Warth, 422 U.S. at 502, 95 S. Ct. at 2207. We hold only that a plaintiff who seeks to challenge exclusionary zoning practices *581 must allege specific, concrete facts demonstrating that the challenged practices harm him, and that he personally would benefit in a tangible way from the court's intervention [footnote omitted]. Absent the necessary allegations of demonstrable, particularized injury, there can be no confidence of "a real need to exercise the power of judicial review" or that relief can be framed "no [broader] than required by the precise facts to which the court's ruling would be applied" [citations omitted].
Warth, 422 U.S. at 508, 95 S. Ct. at 2210.
Gladstone, Realtors v. Village of Bellwood, 441 U.S. 91, 99 S. Ct. 1601, 60 L. Ed. 2d 66 (1978) was a case originating in the Northern District of Illinois in which the Supreme Court reviewed recent cases dealing with standing, and in the course of its discussion stated at 441 U.S. pp. at 99-100, 99 S.Ct. at pp. 1607-1608:
In order to satisfy Art. III, the plaintiff must show that he personally has suffered some actual or threatened injury as a result of the putatively illegal conduct of the defendant. Otherwise, the exercise of federal jurisdiction "would be gratuitous and thus inconsistent with the Art. III limitation."
Even when a case falls within these constitutional boundaries, a plaintiff may still lack standing under the prudential principles by which the judiciary seeks to avoid deciding questions of broad social import where no individual rights would be vindicated and to limit access to the federal courts to those litigants best suited to assert a particular claim. For example, a litigant normally must assert an injury that is peculiar to himself or to a distinct group of which he is a part, rather than one "shared in substantially equal measure by all or a large class of citizens." He also must assert his own legal interests, rather than those of third parties.

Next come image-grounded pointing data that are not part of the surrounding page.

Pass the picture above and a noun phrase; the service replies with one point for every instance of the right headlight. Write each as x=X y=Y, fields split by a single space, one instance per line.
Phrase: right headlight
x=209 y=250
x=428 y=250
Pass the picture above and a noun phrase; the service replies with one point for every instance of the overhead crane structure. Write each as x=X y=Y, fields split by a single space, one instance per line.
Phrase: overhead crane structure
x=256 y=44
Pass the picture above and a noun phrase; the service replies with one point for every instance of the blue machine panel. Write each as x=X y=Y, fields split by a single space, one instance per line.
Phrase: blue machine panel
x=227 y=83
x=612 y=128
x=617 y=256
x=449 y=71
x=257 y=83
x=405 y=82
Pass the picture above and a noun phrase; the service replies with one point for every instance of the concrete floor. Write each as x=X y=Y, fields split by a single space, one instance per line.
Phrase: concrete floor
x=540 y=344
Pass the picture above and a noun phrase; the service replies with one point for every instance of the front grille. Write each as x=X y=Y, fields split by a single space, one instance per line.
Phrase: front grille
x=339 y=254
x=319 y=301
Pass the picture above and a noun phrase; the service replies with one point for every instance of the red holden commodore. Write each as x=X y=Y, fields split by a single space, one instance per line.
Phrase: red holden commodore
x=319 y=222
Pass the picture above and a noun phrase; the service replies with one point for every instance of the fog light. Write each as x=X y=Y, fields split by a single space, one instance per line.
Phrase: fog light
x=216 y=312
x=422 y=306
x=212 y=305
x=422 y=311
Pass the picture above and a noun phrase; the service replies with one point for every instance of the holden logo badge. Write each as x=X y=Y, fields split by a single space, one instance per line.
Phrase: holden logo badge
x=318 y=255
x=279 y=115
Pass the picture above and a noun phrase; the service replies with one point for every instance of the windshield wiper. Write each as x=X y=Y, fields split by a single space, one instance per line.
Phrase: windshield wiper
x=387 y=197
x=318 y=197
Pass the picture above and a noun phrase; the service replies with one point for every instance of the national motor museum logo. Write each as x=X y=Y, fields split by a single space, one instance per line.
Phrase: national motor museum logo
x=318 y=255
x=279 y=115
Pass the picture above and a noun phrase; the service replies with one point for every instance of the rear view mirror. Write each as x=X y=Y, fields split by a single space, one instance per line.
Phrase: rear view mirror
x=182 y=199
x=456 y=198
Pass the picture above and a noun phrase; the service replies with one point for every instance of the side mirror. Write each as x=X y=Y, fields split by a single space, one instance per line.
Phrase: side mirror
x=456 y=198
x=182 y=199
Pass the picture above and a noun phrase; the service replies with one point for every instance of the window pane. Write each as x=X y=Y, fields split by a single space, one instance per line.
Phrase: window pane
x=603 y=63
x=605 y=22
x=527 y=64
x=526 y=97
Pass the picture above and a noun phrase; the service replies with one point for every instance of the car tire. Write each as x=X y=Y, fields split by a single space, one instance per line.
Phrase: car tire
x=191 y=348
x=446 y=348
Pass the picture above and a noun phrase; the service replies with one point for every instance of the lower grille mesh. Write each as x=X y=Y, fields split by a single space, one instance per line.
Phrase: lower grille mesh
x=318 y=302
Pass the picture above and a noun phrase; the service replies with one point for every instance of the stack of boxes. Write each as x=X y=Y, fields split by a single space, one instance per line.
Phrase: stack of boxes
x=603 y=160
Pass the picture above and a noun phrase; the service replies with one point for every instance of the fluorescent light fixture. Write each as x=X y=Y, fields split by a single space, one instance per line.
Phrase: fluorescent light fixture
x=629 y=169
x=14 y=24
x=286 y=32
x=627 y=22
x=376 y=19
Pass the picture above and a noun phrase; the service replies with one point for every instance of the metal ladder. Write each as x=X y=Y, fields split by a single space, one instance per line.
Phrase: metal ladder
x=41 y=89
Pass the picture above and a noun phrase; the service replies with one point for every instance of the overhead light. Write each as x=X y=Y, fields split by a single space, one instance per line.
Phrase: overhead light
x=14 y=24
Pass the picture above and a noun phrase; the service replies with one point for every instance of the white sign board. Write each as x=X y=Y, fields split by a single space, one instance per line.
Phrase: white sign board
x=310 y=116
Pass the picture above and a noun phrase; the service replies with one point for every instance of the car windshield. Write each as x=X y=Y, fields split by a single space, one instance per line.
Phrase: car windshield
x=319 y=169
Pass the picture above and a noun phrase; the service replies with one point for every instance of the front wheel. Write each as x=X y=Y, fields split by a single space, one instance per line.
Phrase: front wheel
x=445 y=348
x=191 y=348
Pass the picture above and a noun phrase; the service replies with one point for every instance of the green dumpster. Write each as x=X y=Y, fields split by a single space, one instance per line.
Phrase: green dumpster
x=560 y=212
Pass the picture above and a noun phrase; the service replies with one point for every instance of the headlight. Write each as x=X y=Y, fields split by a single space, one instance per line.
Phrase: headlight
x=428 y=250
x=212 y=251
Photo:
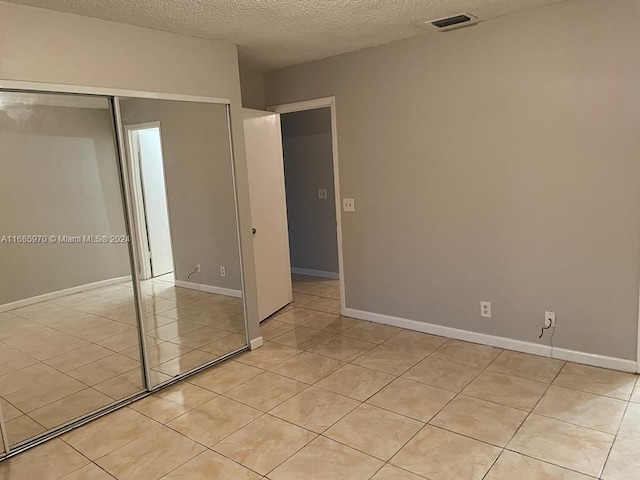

Congress may, by legislation, expand standing to the full extent permitted by Art. III, thus permitting litigation by one "who otherwise would be barred by prudential standing rules." In no event, however, may Congress abrogate the Art. III minima: A plaintiff must always have suffered "a distinct and palpable injury to himself," that is likely to be redressed if the requested relief is granted [citations omitted].
None of these plaintiffs has alleged any facts which would support the presumption that he would benefit in a tangible way from the court's intervention. It would be speculative (not to mention irrational) to find that the withdrawal of federal assistance would in any way lessen the alleged impact of the new apartment building on the neighborhood. It is too late to speculate as to what might have happened if no federal assistance had been approved in the first place. Likewise we cannot speculate what the city's building department would have done had the permit been contested at the outset. The only issue is whether these plaintiffs have standing under the circumstances as they now exist. As the foregoing discussion points out, the relief requested will not treat the injury alleged. Consequently, the amended complaint is dismissed.